But, of course, bureaucracies allege that we are so healthy BECAUSE the good health services they provide!
Thanks for reading
Zorba – you criticize Greece for guaranteeing education, health care and retirement money at a mediocore level and you argue for a free market approach to these things. In reality your free market approach with all the private incentives, like that used in the US, makes these important things worse.
The US ranks at the bottom of the developed world when it comes to educating our kids, health care and retirement. That’s where your free market system placed us. Of course, for the 1% at the top life is great in the US. For the rest of the 99% it is less than mediocore. I’d take the Greek system that takes care of its people over the dysfunctional US system any day.
Excellent post! But I think the probabilities of real spending cuts is much higher than what you say, the internet is destroying socialism as we know it, look how Facebook brought the fall of Mubarak.

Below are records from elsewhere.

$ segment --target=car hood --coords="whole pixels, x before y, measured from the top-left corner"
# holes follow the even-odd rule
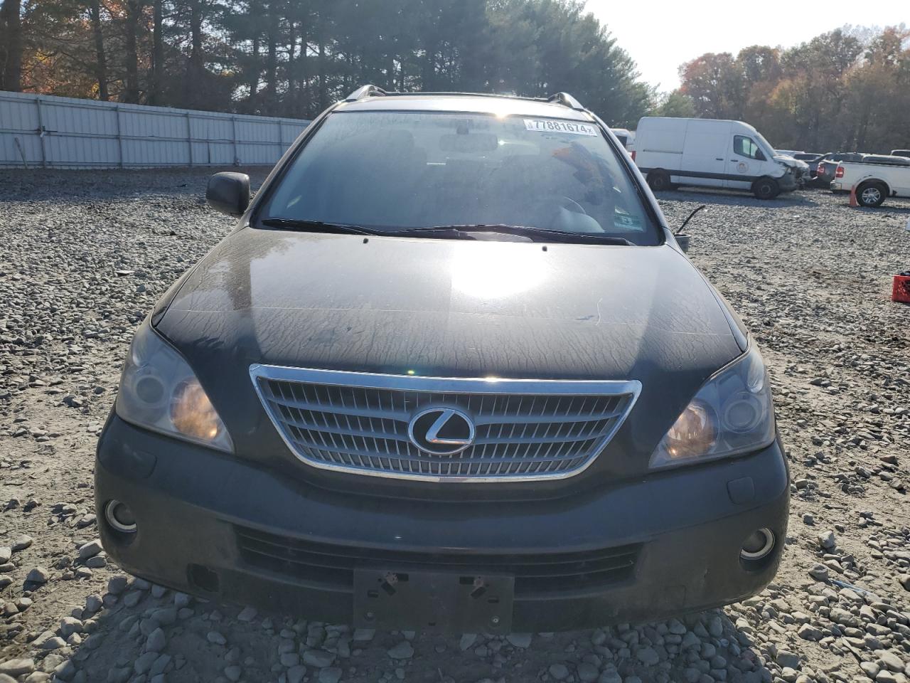
[[[235,443],[263,416],[253,363],[636,379],[639,406],[656,410],[659,439],[703,381],[742,352],[713,288],[668,245],[245,228],[165,303],[156,328],[199,375]]]
[[[788,168],[808,168],[809,165],[805,161],[801,161],[798,158],[794,158],[793,157],[787,157],[785,155],[778,154],[774,157],[774,161],[780,161]]]

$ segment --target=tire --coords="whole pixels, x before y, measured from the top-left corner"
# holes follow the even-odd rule
[[[888,189],[877,180],[860,183],[856,188],[856,203],[861,207],[880,207],[887,194]]]
[[[672,188],[670,176],[666,171],[662,170],[652,170],[648,174],[648,186],[654,192],[665,192]]]
[[[752,185],[752,191],[759,199],[774,199],[781,188],[773,178],[760,178]]]

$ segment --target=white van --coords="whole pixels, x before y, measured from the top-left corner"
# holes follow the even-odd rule
[[[796,189],[795,162],[780,157],[742,121],[645,117],[635,163],[655,191],[678,185],[748,189],[760,199]]]

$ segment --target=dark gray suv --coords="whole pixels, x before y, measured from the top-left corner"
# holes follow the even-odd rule
[[[326,621],[556,630],[741,600],[780,560],[767,372],[570,96],[329,107],[136,333],[105,548]]]

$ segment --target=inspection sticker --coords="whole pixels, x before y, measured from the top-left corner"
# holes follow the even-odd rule
[[[525,118],[524,127],[539,133],[572,133],[573,135],[597,135],[597,128],[586,123],[554,121],[551,118]]]

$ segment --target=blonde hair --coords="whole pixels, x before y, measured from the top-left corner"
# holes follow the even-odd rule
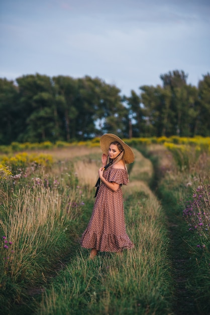
[[[126,170],[126,171],[128,172],[127,168],[126,167],[126,165],[125,163],[124,158],[123,156],[124,154],[124,149],[123,148],[123,145],[121,144],[121,143],[119,142],[118,141],[113,141],[112,142],[110,143],[110,146],[111,144],[115,144],[115,145],[117,145],[117,146],[118,147],[118,149],[119,149],[119,151],[121,151],[121,153],[122,152],[122,153],[120,154],[120,155],[114,160],[113,163],[112,163],[112,164],[109,167],[107,168],[107,170],[108,170],[108,169],[110,169],[110,168],[112,168],[113,166],[113,165],[114,165],[114,164],[117,164],[117,163],[118,163],[119,161],[120,161],[121,160],[122,160],[123,163],[124,164],[125,168]]]

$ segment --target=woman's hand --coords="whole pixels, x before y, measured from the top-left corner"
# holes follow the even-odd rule
[[[104,170],[104,168],[100,168],[98,170],[98,176],[99,178],[101,179],[101,178],[103,177],[103,171]]]
[[[104,153],[103,153],[101,156],[101,162],[103,166],[105,166],[107,164],[107,158],[108,156]]]

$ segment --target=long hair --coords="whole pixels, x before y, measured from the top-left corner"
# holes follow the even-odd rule
[[[114,164],[116,164],[117,163],[118,163],[118,162],[120,161],[121,160],[122,160],[123,161],[123,163],[124,164],[125,168],[126,169],[126,171],[128,172],[127,168],[126,167],[126,165],[125,163],[124,158],[123,156],[124,154],[124,149],[123,148],[123,146],[122,146],[121,143],[119,142],[118,141],[113,141],[112,142],[110,143],[110,145],[111,145],[111,144],[115,144],[115,145],[117,145],[117,146],[118,147],[118,149],[119,149],[119,151],[121,151],[121,153],[119,155],[119,156],[117,156],[116,159],[115,159],[113,162],[107,169],[110,169],[110,168],[112,167]]]

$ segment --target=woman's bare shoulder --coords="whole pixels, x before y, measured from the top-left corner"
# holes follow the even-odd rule
[[[113,166],[113,169],[120,169],[120,170],[125,170],[125,166],[123,163],[116,163]]]

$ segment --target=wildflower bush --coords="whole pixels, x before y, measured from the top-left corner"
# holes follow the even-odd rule
[[[34,171],[38,167],[50,168],[53,163],[53,159],[50,154],[45,153],[29,154],[23,152],[14,156],[4,156],[0,162],[5,167],[7,167],[15,175],[25,172],[29,167],[33,167]]]
[[[210,241],[210,185],[203,184],[194,189],[193,199],[187,201],[183,215],[189,230]]]
[[[171,137],[151,137],[149,138],[132,138],[124,139],[124,141],[130,145],[148,145],[151,144],[173,143],[174,144],[184,144],[190,146],[198,146],[200,149],[208,152],[210,148],[210,137],[196,136],[193,138],[171,136]],[[10,145],[0,145],[0,153],[8,154],[12,152],[23,152],[26,150],[55,149],[57,147],[70,147],[76,145],[86,145],[89,147],[99,146],[100,138],[96,137],[87,141],[73,141],[67,142],[57,141],[55,143],[47,141],[41,143],[25,142],[20,143],[14,142]]]

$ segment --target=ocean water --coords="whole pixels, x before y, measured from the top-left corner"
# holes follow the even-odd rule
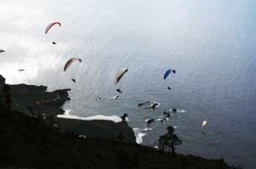
[[[0,74],[11,84],[70,87],[70,115],[127,113],[140,144],[153,146],[175,126],[177,152],[254,168],[255,9],[249,0],[0,0]],[[61,26],[45,35],[54,21]],[[73,57],[83,62],[64,72]],[[164,80],[170,68],[177,72]],[[146,101],[160,106],[137,106]],[[160,122],[162,111],[171,117]]]

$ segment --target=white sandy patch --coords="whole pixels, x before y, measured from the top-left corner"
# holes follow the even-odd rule
[[[73,115],[58,115],[57,117],[59,118],[65,118],[65,119],[76,119],[76,120],[82,120],[82,121],[95,121],[95,120],[102,120],[102,121],[112,121],[113,122],[121,122],[122,119],[117,115],[112,116],[106,116],[102,115],[97,115],[95,116],[90,117],[79,117]]]

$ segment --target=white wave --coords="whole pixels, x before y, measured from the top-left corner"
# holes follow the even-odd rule
[[[132,128],[135,137],[136,137],[136,143],[142,144],[143,143],[143,137],[146,135],[146,133],[140,132],[141,129],[139,128]]]
[[[106,116],[102,115],[97,115],[95,116],[90,117],[79,117],[73,115],[58,115],[57,117],[59,118],[65,118],[65,119],[76,119],[76,120],[82,120],[82,121],[94,121],[94,120],[102,120],[102,121],[112,121],[113,122],[121,122],[122,119],[117,115],[112,116]]]

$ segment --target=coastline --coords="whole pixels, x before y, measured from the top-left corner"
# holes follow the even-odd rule
[[[0,75],[0,87],[5,84],[5,79]],[[11,99],[13,99],[12,110],[22,112],[32,116],[32,112],[27,109],[31,106],[34,116],[42,115],[46,121],[53,116],[54,125],[60,127],[63,132],[72,132],[75,135],[85,135],[90,138],[102,138],[116,139],[118,134],[122,132],[125,141],[136,143],[136,137],[128,123],[121,118],[113,116],[96,115],[95,117],[77,117],[66,115],[65,110],[60,108],[67,100],[70,100],[68,92],[70,88],[58,89],[46,92],[46,86],[26,84],[9,85],[10,87]],[[59,118],[61,115],[62,118]],[[77,117],[77,118],[75,118]],[[86,120],[86,121],[85,121]]]

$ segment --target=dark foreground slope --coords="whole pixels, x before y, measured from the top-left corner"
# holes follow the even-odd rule
[[[0,75],[0,94],[5,79]],[[100,137],[106,139],[116,138],[119,132],[125,136],[125,141],[136,143],[132,129],[126,121],[114,123],[112,121],[79,121],[57,118],[63,114],[60,109],[65,101],[69,100],[70,89],[46,92],[47,87],[36,85],[8,85],[13,104],[11,109],[22,112],[28,116],[45,118],[45,124],[55,126],[61,132],[72,135],[85,135],[90,138]]]
[[[117,139],[78,138],[0,105],[0,167],[236,168],[224,160],[160,152]]]

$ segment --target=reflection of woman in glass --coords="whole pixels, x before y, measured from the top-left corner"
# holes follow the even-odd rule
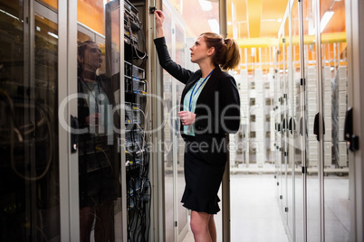
[[[186,142],[183,206],[192,210],[191,229],[196,241],[216,241],[214,214],[220,209],[219,190],[227,160],[226,134],[240,125],[240,100],[235,80],[223,70],[240,60],[236,42],[213,33],[202,33],[190,48],[196,72],[170,59],[163,33],[165,16],[155,12],[160,65],[186,84],[181,97],[181,133]]]
[[[78,118],[80,128],[80,237],[90,241],[93,220],[95,241],[109,241],[113,229],[113,200],[116,199],[113,166],[111,95],[105,79],[96,74],[101,67],[101,51],[91,41],[78,46]]]

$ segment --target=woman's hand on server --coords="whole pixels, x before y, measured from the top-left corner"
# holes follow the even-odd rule
[[[163,22],[165,19],[165,16],[163,14],[163,12],[160,10],[156,10],[154,12],[154,15],[156,17],[156,33],[157,33],[157,38],[160,38],[164,36],[163,33]]]
[[[188,111],[178,112],[183,126],[190,126],[195,123],[196,114]]]

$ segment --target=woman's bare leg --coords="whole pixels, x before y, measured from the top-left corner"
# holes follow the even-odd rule
[[[211,242],[209,220],[211,215],[206,212],[192,211],[191,229],[196,242]]]
[[[216,242],[216,227],[215,225],[214,214],[210,215],[210,219],[208,220],[208,231],[210,232],[212,242]]]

This is a new world where socialism, as we know it, cannot survive.
Too optimist? No!
It’s a new generation of party people…
[…]
Brazil, Morocco,
London to Ibiza,
Straight to LA, New York,
Vegas to Africa
the internet is going everywhere. The internet -through blogs like this one- will kill socialism. It’s just a matter of time. The new generations will be of party people and not anymore of sadistic socialists. Through referendum we will kick the nauseating political classes out of our lives, that is the unavoidable path. Just my humble opinion
One small but perhaps important detail that seems to get no coverage: The nice Greek beaches and California like weather move the Laffer curve to the left. The lure of sea and sunshine will cause a Greek to go Laffer a bit sooner than a Dutchman working in dreary weather Amsterdam.
Where on earth will Greeks find the oomph to produce about $42k each worth of goods and services (debt equal to 150% of GDP) to pay back the loans? Most Greeks have long made lifetime choices around mediocrity. When some of the most important things in life, such as education, healthcare and some retirement money are unconditionally guaranteed (albeit at an inevitably mediocre level) how many people have the desire to achieve excellence, when nice beaches are awaiting and when a large part of the rewards of any excellence will go to support those who have chosen mediocrity under the sun?
Isn’t it clear why the West is in decline? Ironically Greece is considered the cradle of Western civilization and Democracy. How appropriate for it to be in the vanguard of western decline; proof that you cannot simply vote into existence the Paul Krugman perpetual economic machine of prosperity, i.e. visions of higher prosperity through lower incentives to produce. Won’t happen! But, by golly, we have to try every single incarnation of that delusion before we give up. It will be too late by then dear Americans. By then you’ve become Greece. As I said many times, the point of no return has passed for the US too. More cycles of “hope and change” are on the way. The US will never regain the 4.5% growth rate that will enable it to keep its #1 standing on the worldwide prosperity scale. Privileged life, as you know it, is over dear Americans. Lights out! If you think things are bad now, wait until you become more equal.
I think default to private bond-holders would also qualify as “doing the right thing” in a way. Bond-holders are supposed to be the watch dogs making sure an institution doesn’t become fiscally reckless. Greek debt holders ought to lose, they bought junk and overpaid for it. “Bail outs” don’t bail out the Greeks, they bail out their creditors and reinforce the giant moral hazard that is our global financial system.